Séparation de phases électronique dans du graphite rhomboédrique multicouche. Crédit :L'Université de Manchester
Une équipe de recherche internationale dirigée par l'Université de Manchester a révélé un nanomatériau qui reflète l'effet "d'angle magique" trouvé à l'origine dans une structure complexe artificielle connue sous le nom de graphène bicouche torsadé, un domaine d'étude clé en physique ces dernières années.
La nouvelle recherche montre que la topologie spéciale du graphite rhomboédrique fournit effectivement une « torsion » intégrée et offre donc un moyen alternatif pour étudier les effets potentiellement révolutionnaires comme la supraconductivité. "C'est une alternative intéressante aux études très populaires du graphène à angle magique", a déclaré le pionnier du graphène, le professeur Sir Andre Geim, un co-auteur de l'étude.
L'équipe, dirigé par Artem Mishchenko, Le professeur de physique de la matière condensée à l'Université de Manchester a publié ses conclusions dans la revue La nature le 12 août 2020.
"Le graphite rhomboédrique peut aider à mieux comprendre les matériaux dans lesquels de fortes corrélations électroniques sont importantes, comme les composés à fermions lourds et les supraconducteurs à haute température", dit le professeur Mishchenko.
Un précédent pas en avant dans la recherche sur les matériaux bidimensionnels était le comportement curieux selon lequel empiler une feuille de graphène l'une sur l'autre et la tordre à un «angle magique» a changé les propriétés de la bicouche, le transformer en supraconducteur.
Le professeur Mishchenko et ses collègues ont maintenant observé l'émergence de fortes interactions électron-électron dans une forme rhomboédrique de graphite faiblement stable, la forme dans laquelle les couches de graphène s'empilent légèrement différemment par rapport à la forme hexagonale stable.
Les interactions dans le graphène bicouche torsadé sont exceptionnellement sensibles à l'angle de torsion. De minuscules écarts d'environ 0,1 degré par rapport à l'angle magique exact suppriment fortement les interactions. Il est extrêmement difficile de fabriquer des appareils avec la précision requise et, surtout, trouver suffisamment uniformes pour étudier la physique passionnante impliquée. Les découvertes récemment publiées sur le graphite rhomboédrique ont maintenant ouvert une voie alternative pour fabriquer avec précision des dispositifs supraconducteurs.
Graphite, un matériau carboné constitué de couches de graphène empilées, a deux formes stables :hexagonale et rhomboédrique. Le premier est plus stable, et a donc été largement étudié, tandis que ce dernier l'est moins.

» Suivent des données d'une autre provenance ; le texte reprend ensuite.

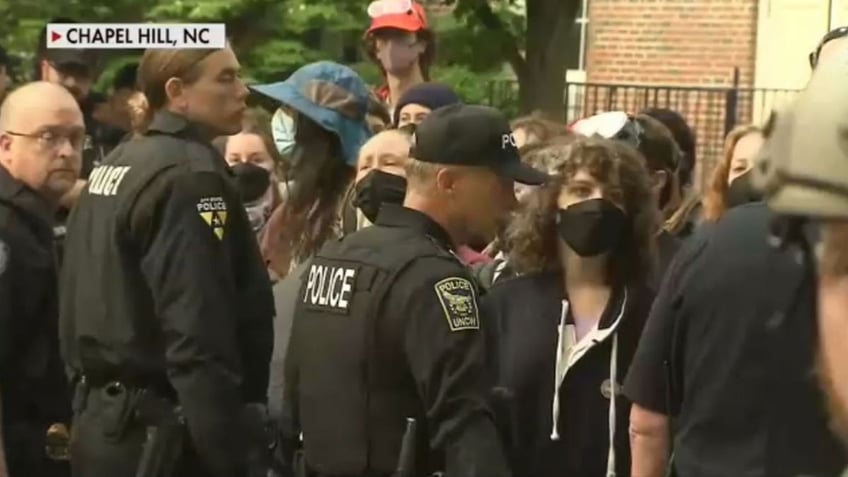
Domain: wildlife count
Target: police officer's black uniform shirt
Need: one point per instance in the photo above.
(162, 272)
(427, 359)
(733, 331)
(99, 141)
(32, 382)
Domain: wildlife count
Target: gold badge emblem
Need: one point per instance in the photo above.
(213, 211)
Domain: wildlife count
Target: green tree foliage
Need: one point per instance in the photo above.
(274, 37)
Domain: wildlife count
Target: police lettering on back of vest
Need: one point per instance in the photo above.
(105, 180)
(329, 287)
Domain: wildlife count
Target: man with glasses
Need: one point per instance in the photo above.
(41, 139)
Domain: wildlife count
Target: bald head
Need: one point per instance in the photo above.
(42, 134)
(387, 151)
(32, 99)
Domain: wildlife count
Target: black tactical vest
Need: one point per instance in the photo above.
(110, 257)
(354, 391)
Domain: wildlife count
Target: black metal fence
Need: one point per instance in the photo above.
(711, 111)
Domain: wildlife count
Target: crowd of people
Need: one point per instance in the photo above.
(391, 282)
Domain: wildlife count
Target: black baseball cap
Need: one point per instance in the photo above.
(472, 135)
(834, 34)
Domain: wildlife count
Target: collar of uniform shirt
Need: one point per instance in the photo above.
(393, 215)
(15, 192)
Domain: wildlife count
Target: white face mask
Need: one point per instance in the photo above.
(283, 130)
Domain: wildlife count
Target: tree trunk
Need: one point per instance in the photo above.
(541, 83)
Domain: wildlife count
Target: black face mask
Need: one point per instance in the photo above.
(592, 227)
(741, 191)
(377, 188)
(253, 181)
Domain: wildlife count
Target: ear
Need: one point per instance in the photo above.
(5, 149)
(421, 46)
(658, 180)
(446, 180)
(174, 90)
(44, 69)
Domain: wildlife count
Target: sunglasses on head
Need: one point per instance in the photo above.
(832, 35)
(381, 8)
(616, 125)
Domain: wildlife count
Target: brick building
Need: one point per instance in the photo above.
(720, 62)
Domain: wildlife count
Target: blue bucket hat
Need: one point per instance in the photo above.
(333, 96)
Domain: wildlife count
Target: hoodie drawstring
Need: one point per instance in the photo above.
(562, 368)
(613, 385)
(559, 370)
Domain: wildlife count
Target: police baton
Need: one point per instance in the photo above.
(406, 459)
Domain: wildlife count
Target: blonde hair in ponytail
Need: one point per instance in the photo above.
(140, 113)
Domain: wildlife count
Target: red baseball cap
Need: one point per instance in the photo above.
(405, 15)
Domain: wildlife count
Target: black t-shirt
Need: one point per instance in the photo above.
(733, 330)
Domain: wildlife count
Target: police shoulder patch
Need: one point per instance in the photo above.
(213, 211)
(459, 302)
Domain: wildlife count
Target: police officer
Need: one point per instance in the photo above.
(803, 173)
(75, 69)
(41, 137)
(388, 316)
(166, 312)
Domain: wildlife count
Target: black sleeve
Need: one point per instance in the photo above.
(446, 352)
(6, 318)
(186, 263)
(648, 379)
(255, 309)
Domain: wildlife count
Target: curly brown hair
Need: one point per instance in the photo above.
(715, 203)
(532, 238)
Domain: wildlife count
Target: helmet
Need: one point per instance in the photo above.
(803, 166)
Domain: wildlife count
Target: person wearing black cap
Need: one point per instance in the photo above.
(420, 100)
(831, 43)
(74, 68)
(400, 312)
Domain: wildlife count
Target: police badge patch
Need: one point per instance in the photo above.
(459, 301)
(213, 211)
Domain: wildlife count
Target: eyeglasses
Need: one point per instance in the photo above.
(52, 139)
(616, 125)
(832, 35)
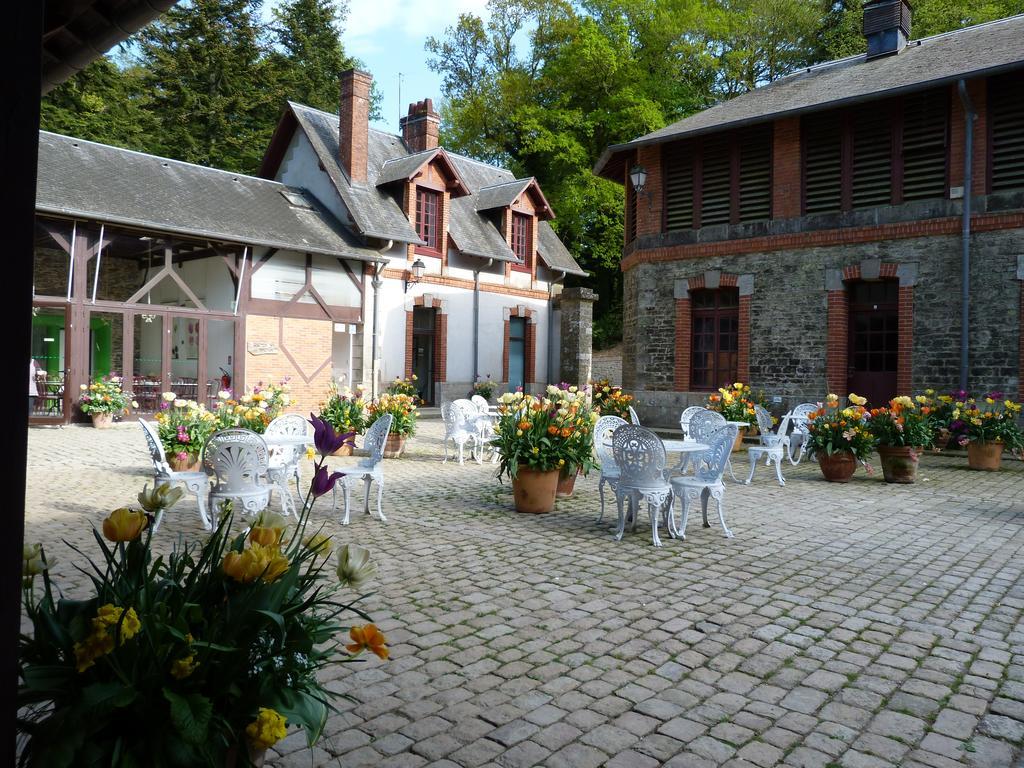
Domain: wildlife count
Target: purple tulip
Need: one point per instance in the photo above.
(324, 481)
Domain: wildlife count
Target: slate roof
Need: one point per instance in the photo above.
(928, 62)
(83, 178)
(378, 214)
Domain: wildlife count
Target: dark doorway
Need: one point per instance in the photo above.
(517, 353)
(424, 338)
(873, 350)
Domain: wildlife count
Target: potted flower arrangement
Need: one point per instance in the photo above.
(346, 412)
(253, 411)
(103, 398)
(205, 657)
(901, 430)
(483, 387)
(572, 403)
(736, 403)
(990, 426)
(184, 426)
(402, 409)
(610, 399)
(839, 437)
(536, 438)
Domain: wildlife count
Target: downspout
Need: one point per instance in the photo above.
(969, 117)
(551, 325)
(476, 318)
(377, 283)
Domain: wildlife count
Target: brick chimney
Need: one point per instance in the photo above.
(353, 123)
(887, 27)
(421, 127)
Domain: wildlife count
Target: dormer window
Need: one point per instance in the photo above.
(428, 220)
(522, 241)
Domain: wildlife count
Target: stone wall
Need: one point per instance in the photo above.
(788, 316)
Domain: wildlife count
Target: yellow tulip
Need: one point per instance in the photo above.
(124, 524)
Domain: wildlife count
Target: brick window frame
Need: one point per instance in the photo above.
(440, 335)
(838, 325)
(684, 323)
(529, 374)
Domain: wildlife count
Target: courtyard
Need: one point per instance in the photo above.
(858, 626)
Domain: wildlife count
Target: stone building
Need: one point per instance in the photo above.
(356, 256)
(811, 236)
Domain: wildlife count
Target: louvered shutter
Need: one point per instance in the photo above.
(755, 174)
(1006, 103)
(925, 126)
(716, 181)
(679, 188)
(872, 156)
(822, 163)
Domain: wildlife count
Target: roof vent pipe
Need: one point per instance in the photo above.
(887, 27)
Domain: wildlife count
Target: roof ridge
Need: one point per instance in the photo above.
(168, 160)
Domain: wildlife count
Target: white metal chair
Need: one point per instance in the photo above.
(461, 426)
(603, 430)
(684, 419)
(774, 445)
(285, 459)
(706, 481)
(640, 457)
(369, 470)
(798, 437)
(195, 482)
(238, 460)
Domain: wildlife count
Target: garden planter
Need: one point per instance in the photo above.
(535, 491)
(899, 463)
(566, 482)
(102, 421)
(984, 456)
(188, 464)
(393, 445)
(838, 467)
(740, 434)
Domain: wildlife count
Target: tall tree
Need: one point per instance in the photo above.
(206, 69)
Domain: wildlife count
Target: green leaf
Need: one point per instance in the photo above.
(190, 715)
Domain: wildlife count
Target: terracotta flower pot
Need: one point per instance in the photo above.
(535, 491)
(899, 463)
(838, 467)
(740, 434)
(393, 445)
(984, 456)
(102, 421)
(188, 464)
(566, 482)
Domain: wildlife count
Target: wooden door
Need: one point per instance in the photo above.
(873, 343)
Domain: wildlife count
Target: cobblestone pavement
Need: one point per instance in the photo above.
(857, 626)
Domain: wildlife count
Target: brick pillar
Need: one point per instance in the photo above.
(904, 361)
(577, 335)
(837, 342)
(785, 187)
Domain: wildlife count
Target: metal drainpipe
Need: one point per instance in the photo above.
(476, 318)
(551, 326)
(377, 283)
(969, 117)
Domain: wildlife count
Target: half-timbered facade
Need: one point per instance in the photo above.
(810, 236)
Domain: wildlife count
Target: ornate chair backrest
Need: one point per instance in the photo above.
(376, 437)
(704, 424)
(157, 453)
(603, 430)
(640, 456)
(684, 420)
(713, 462)
(237, 458)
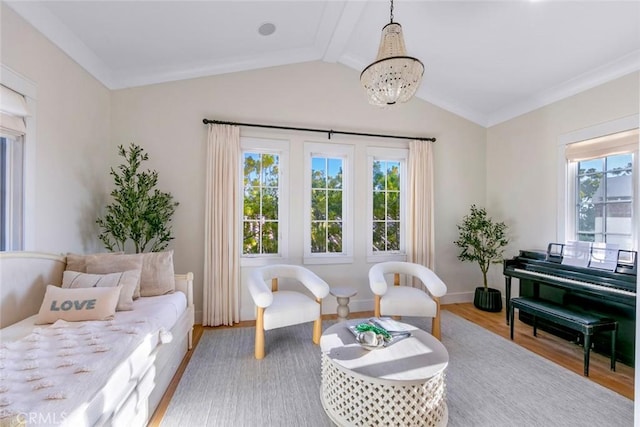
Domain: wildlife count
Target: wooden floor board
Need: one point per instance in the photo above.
(557, 350)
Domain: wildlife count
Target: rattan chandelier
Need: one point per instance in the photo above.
(393, 77)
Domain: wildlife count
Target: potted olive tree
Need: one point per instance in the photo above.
(140, 213)
(482, 240)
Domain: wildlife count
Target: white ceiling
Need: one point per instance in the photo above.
(485, 61)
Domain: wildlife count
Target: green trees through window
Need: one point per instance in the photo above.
(261, 203)
(327, 205)
(604, 200)
(386, 206)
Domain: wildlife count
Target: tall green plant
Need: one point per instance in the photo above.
(139, 213)
(481, 240)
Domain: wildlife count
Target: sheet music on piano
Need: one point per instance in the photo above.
(604, 256)
(577, 253)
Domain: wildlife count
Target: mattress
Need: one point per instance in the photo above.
(112, 387)
(163, 309)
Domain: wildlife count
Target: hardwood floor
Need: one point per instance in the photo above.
(555, 349)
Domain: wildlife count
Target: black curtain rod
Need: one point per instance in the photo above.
(329, 132)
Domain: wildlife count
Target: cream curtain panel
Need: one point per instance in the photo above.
(221, 240)
(420, 248)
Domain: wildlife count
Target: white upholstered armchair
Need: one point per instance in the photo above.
(400, 300)
(279, 308)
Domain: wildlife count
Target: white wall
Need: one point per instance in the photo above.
(166, 119)
(72, 139)
(522, 158)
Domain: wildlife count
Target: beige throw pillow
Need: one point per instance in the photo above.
(75, 305)
(128, 279)
(100, 264)
(157, 274)
(76, 262)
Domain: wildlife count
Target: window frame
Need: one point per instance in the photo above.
(281, 148)
(347, 153)
(388, 154)
(28, 89)
(567, 177)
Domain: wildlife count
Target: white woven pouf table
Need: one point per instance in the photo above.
(399, 385)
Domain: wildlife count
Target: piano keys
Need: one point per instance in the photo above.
(610, 293)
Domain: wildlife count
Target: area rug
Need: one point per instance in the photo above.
(490, 382)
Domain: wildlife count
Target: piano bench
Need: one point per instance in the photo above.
(586, 323)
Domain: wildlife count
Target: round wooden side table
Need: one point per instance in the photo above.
(342, 295)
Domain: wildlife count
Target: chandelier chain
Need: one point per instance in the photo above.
(392, 11)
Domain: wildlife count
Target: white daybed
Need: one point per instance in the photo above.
(137, 352)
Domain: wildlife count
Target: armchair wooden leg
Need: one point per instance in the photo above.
(259, 345)
(317, 330)
(435, 322)
(317, 325)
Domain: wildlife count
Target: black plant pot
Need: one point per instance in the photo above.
(488, 300)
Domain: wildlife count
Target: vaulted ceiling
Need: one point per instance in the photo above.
(487, 61)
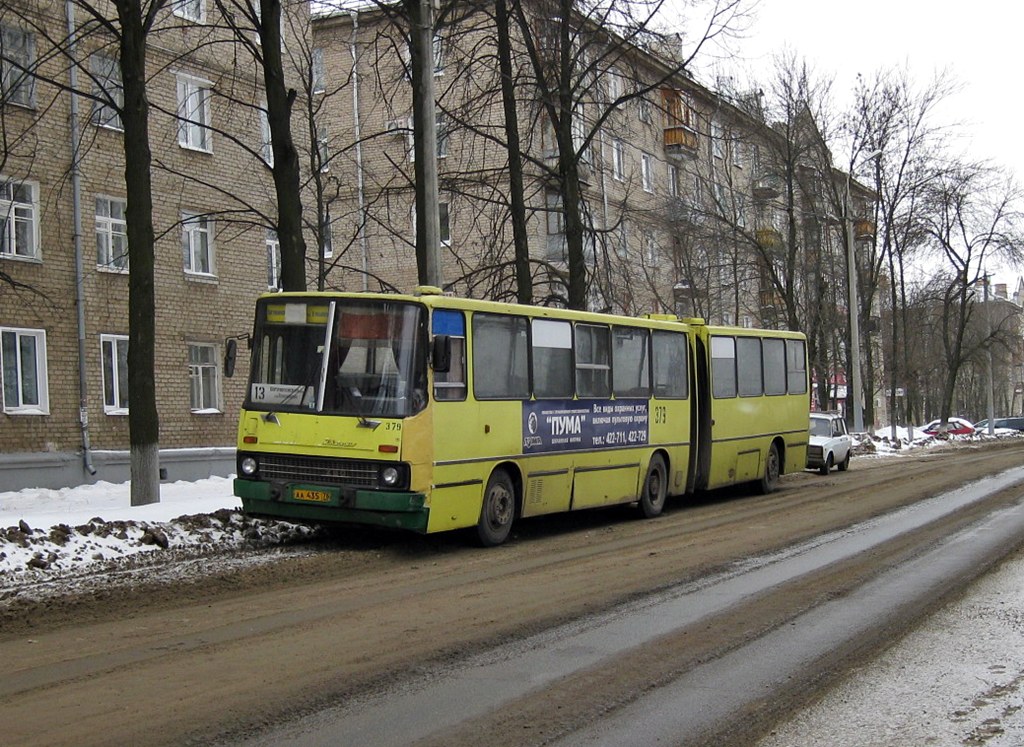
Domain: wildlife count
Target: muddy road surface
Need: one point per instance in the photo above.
(260, 653)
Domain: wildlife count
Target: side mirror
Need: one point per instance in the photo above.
(230, 355)
(440, 355)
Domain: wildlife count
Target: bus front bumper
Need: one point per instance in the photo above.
(332, 504)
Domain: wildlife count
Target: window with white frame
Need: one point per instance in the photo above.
(194, 113)
(114, 353)
(317, 73)
(17, 57)
(443, 223)
(619, 159)
(203, 378)
(18, 219)
(272, 260)
(23, 370)
(650, 246)
(109, 91)
(614, 83)
(643, 110)
(197, 244)
(112, 234)
(622, 239)
(647, 171)
(327, 235)
(717, 140)
(437, 47)
(265, 138)
(194, 10)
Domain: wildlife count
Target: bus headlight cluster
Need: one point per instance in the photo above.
(389, 476)
(248, 466)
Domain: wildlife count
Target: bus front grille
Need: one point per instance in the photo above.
(317, 469)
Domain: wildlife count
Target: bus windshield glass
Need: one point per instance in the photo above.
(360, 358)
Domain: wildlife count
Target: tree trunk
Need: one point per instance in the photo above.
(523, 277)
(286, 159)
(143, 420)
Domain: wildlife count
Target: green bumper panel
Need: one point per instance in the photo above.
(331, 504)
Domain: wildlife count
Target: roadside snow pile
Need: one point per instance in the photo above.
(50, 534)
(28, 551)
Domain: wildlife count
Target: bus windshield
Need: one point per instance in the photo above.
(365, 358)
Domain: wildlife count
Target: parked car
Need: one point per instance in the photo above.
(956, 426)
(1016, 423)
(829, 444)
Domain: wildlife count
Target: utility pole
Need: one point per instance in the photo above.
(425, 143)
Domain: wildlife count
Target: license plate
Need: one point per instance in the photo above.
(314, 496)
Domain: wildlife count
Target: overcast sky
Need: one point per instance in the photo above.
(979, 43)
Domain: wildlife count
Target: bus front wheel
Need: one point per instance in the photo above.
(772, 468)
(498, 509)
(655, 488)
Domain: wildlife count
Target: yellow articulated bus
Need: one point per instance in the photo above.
(432, 413)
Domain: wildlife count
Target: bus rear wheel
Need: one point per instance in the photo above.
(498, 510)
(769, 480)
(655, 488)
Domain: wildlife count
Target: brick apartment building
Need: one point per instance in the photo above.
(682, 201)
(213, 198)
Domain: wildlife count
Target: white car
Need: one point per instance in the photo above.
(829, 444)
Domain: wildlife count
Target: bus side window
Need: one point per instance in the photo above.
(796, 364)
(592, 361)
(500, 357)
(451, 384)
(552, 359)
(773, 355)
(669, 356)
(630, 362)
(723, 366)
(749, 367)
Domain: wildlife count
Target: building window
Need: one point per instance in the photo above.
(643, 110)
(438, 54)
(109, 91)
(194, 113)
(650, 247)
(194, 10)
(647, 171)
(18, 219)
(114, 350)
(203, 371)
(443, 224)
(619, 159)
(272, 260)
(717, 140)
(17, 57)
(265, 139)
(197, 244)
(23, 369)
(112, 234)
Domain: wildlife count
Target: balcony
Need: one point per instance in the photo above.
(680, 140)
(768, 238)
(863, 230)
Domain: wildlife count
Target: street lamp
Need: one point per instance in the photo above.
(851, 268)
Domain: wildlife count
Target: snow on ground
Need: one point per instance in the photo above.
(47, 534)
(957, 679)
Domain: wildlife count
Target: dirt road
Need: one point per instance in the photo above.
(243, 648)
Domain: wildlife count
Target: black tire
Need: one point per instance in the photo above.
(655, 488)
(769, 481)
(498, 510)
(826, 467)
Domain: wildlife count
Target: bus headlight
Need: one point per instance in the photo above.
(389, 476)
(248, 466)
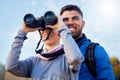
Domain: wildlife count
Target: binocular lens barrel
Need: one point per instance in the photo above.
(49, 18)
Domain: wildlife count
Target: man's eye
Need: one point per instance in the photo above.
(65, 19)
(75, 18)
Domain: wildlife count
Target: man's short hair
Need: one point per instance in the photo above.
(71, 7)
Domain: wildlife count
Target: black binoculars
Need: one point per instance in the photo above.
(49, 18)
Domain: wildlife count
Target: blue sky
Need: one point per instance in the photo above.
(102, 19)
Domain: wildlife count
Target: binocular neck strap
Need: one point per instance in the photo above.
(40, 50)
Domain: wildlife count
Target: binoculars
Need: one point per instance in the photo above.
(49, 18)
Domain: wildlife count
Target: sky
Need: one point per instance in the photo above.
(102, 19)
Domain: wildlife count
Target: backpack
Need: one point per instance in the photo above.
(90, 60)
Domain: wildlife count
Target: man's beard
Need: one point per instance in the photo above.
(77, 34)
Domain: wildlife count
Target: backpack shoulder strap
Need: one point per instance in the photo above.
(89, 58)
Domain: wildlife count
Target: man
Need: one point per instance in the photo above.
(72, 16)
(55, 62)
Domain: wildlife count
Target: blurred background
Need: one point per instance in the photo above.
(102, 19)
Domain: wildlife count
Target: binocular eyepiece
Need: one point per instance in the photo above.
(49, 18)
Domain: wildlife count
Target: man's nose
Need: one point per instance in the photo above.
(70, 21)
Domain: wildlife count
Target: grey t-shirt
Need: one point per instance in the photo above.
(64, 67)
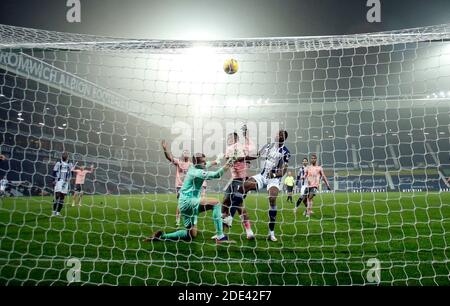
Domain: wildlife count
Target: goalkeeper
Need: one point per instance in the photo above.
(191, 204)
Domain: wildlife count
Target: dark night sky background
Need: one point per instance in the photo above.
(202, 19)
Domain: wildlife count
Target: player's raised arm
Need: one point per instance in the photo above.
(167, 154)
(209, 175)
(325, 179)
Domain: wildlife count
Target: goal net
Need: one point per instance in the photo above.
(374, 108)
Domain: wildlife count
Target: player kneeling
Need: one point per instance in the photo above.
(191, 204)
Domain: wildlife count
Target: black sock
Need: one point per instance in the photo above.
(272, 217)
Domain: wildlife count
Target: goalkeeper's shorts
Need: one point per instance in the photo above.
(189, 209)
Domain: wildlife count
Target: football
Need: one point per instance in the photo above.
(230, 66)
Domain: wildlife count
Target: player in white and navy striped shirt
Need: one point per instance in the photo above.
(62, 172)
(276, 157)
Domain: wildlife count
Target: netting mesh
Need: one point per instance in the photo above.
(374, 107)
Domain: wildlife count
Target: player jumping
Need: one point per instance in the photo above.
(302, 185)
(289, 182)
(313, 175)
(62, 171)
(191, 204)
(233, 199)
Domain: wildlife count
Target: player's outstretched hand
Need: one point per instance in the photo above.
(230, 162)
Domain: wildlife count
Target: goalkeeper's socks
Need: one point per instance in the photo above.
(181, 234)
(246, 223)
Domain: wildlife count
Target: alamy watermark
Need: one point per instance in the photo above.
(73, 14)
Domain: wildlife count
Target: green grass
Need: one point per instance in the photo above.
(408, 233)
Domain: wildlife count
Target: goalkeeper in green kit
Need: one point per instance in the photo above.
(191, 204)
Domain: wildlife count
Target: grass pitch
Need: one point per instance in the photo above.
(409, 233)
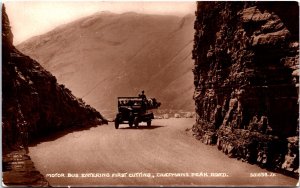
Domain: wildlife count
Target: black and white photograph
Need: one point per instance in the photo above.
(150, 93)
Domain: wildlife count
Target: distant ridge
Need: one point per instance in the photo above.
(106, 55)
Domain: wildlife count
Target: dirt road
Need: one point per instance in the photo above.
(164, 154)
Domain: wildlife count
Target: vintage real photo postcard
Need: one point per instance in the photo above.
(150, 93)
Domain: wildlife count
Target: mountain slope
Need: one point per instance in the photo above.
(33, 102)
(107, 55)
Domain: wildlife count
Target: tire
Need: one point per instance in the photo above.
(136, 122)
(148, 123)
(117, 123)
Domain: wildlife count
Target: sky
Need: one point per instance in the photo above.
(31, 18)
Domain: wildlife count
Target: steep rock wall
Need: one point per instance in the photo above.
(246, 80)
(33, 102)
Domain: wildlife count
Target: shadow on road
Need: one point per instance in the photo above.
(55, 134)
(142, 127)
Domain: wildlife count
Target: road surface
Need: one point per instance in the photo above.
(164, 154)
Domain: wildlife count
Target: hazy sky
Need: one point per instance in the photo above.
(31, 18)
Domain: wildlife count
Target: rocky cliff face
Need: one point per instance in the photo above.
(246, 80)
(122, 55)
(33, 102)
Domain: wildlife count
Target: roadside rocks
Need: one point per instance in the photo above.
(33, 105)
(246, 81)
(18, 170)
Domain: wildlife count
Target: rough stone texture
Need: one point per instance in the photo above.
(18, 169)
(34, 104)
(246, 78)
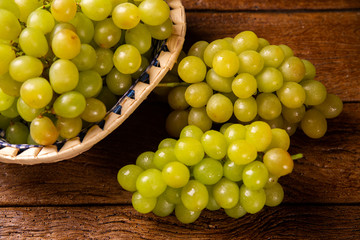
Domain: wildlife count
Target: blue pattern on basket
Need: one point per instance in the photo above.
(160, 46)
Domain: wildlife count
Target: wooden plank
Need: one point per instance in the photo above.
(122, 222)
(330, 40)
(274, 5)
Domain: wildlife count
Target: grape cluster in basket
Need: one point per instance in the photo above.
(64, 63)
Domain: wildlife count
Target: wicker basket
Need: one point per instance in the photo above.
(165, 57)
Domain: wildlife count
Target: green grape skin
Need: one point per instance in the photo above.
(43, 131)
(214, 144)
(331, 107)
(198, 94)
(259, 135)
(226, 193)
(143, 204)
(185, 215)
(219, 108)
(278, 162)
(251, 62)
(208, 171)
(244, 85)
(268, 106)
(241, 152)
(255, 175)
(150, 183)
(154, 12)
(314, 124)
(127, 176)
(274, 195)
(36, 92)
(70, 104)
(17, 133)
(63, 76)
(194, 195)
(175, 174)
(189, 151)
(252, 200)
(245, 109)
(315, 92)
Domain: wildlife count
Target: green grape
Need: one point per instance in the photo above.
(104, 61)
(36, 92)
(241, 152)
(198, 48)
(219, 108)
(191, 131)
(194, 195)
(176, 121)
(314, 124)
(96, 10)
(245, 109)
(251, 62)
(226, 63)
(252, 200)
(259, 134)
(17, 133)
(154, 12)
(10, 27)
(233, 171)
(246, 40)
(63, 76)
(185, 215)
(42, 20)
(66, 44)
(278, 162)
(94, 111)
(219, 83)
(143, 204)
(127, 176)
(291, 94)
(175, 174)
(189, 151)
(69, 127)
(198, 94)
(24, 67)
(244, 85)
(86, 59)
(255, 175)
(199, 118)
(126, 15)
(7, 55)
(226, 193)
(274, 195)
(27, 113)
(150, 183)
(33, 42)
(145, 160)
(43, 131)
(269, 80)
(90, 83)
(315, 92)
(269, 106)
(214, 144)
(331, 107)
(127, 59)
(70, 104)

Pour mieux comprendre le nouveau résultat, il est important de se rappeler que les couches de graphène sont empilées de différentes manières dans ces deux formes de graphite. Le graphite hexagonal (la forme de carbone trouvée dans la mine de crayon) est composé de couches de graphène empilées les unes sur les autres. La forme rhomboédrique métastable a un ordre d'empilement légèrement différent, et cette légère différence conduit à un changement drastique de son spectre électronique.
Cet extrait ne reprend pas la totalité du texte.